Well the clouds in the front, they make me jealous, they like challenge me to fly. And the clouds in the back that are dense and big and white, they scare me, a lot. They are like old people who tell you “No that can’t be done” or “how dare you do something like that?” They are the ones who follow customs, having lost the actual meaning of custom with time. They like take up their places higher in the sky and just stay there while watching other clouds just flying underneath looking for themselves a space to settle. They must also laugh, at the little-fools-of-all-the-clouds who look like don’t belong to any community or even if they did they left or were thrown out. These little-fools-of-all-the-clouds just hang around all the time, without anything appropriate to actually do with all that infinity of a sky or potential.
Now, if we see how these things fly around. Well there are these packs. Like the clouds of summer, travelling somewhere, none leaves the others and they do what everyone else does or how they are told to. These are the clouds the big white clouds are proud of. These pack-clouds become the big white cloud in the future and will guide the future cloud society. They think why should clouds like little-fools-of-the-clouds even exist? So one day a pack of clouds, dressed in its youth and arrogance of their superiority thought of ruining the little ones to their in-existence. They thundered. They thundered so much together that the little ones got scared. They cannot fight against the strong powerful wind of the society. They didn’t know what to do. They started precipitating. No, they didn’t want to. It would kill them. Maybe that is exactly what the big white clouds dreamt of and taught to the packs. So these little-fools-of-all-the-clouds came together and attached themselves for some time, they bonded so great, with the help of their own precipitation, that they slowly came to the side while the pack kept on thundering from above submerged in the milk of the big whites. What the packs didn’t realise is that the little ones had gone to the sides. They were no more the victim of the thundering. They had used their brains to come together in the time of need and gone. They didn’t run away. See that’s the thing about brains, they tell you exactly what to do. And who could have thought God will give brains to Clouds? Of all these elements on earth, it is the clouds who will get the brains. The little ones knew that the packs had gone so blind; they wouldn’t notice that the little ones had left and out of the filthy richness of their anger they surely won’t. So the packs kept on thundering and went so far that they precipitated themselves. They precipitated so much that they almost killed themselves. Suddenly they stopped and looked around. The little ones were on the far side, now separating their bonds with respect. They didn’t know what they were doing anymore. The pack now realised how big of all the fools they really were. It’s not about how the cloud society should be, it’s about how the big white clouds want it to be. The big whites used the packs and the packs were now angry.

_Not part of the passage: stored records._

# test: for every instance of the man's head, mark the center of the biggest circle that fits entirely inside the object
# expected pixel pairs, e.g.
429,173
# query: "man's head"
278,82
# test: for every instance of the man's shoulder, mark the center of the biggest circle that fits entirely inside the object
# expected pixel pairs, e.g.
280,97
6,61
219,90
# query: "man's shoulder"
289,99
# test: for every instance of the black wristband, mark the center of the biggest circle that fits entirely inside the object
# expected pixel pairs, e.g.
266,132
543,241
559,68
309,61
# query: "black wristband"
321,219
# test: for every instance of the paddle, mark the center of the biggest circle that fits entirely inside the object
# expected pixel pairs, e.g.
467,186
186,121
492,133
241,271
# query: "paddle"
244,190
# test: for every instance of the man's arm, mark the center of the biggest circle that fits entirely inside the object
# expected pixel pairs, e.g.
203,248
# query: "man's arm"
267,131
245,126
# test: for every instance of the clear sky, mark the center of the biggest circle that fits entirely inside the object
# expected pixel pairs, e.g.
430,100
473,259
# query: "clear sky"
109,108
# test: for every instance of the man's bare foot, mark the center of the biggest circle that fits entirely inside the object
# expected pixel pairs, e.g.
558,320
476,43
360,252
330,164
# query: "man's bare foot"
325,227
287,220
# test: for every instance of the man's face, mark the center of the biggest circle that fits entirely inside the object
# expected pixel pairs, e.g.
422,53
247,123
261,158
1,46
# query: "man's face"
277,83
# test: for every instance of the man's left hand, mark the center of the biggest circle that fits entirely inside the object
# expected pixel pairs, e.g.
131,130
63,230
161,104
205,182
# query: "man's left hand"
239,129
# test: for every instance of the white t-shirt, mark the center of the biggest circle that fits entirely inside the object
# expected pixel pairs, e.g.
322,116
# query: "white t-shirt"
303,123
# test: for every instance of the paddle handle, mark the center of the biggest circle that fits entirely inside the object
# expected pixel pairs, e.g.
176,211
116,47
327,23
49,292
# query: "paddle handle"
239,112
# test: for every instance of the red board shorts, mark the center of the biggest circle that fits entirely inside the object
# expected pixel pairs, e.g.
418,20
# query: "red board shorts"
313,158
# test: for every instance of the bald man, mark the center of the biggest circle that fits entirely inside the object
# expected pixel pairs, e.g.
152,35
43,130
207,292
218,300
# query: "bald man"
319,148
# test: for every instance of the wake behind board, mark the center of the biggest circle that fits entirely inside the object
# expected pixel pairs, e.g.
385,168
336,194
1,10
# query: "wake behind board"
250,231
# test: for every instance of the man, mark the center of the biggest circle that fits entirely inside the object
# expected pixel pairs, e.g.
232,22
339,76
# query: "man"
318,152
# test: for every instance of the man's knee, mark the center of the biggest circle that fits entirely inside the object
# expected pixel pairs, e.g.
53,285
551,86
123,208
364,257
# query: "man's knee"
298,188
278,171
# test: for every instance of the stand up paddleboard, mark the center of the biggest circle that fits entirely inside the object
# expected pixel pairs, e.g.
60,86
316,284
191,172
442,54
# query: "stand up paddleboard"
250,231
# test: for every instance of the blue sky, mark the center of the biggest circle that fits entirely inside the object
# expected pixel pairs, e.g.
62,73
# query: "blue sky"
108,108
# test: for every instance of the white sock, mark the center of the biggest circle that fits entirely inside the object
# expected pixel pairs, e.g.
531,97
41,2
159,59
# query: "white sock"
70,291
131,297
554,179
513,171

The pack truly understood what the meaning of being a Cloud is. Being a cloud means to live. To fly around where ever the cloud wants to fly, without being guided by the big-whites. And no the little-fools-of-all-the-clouds are not useless. They have an entity of their own and of all the clouds they were not at all fools. For they knew, exactly, what being a cloud meant. They lived with freedom, doing what they wanted to do, or dreamt of doing. They belonged to nowhere in particular but, everywhere. The complete sky was their abode. They were the ones who actually realised their potential. They came together in need. They supported and respected each other. After all they knew how long does a cloud live, or rather how short.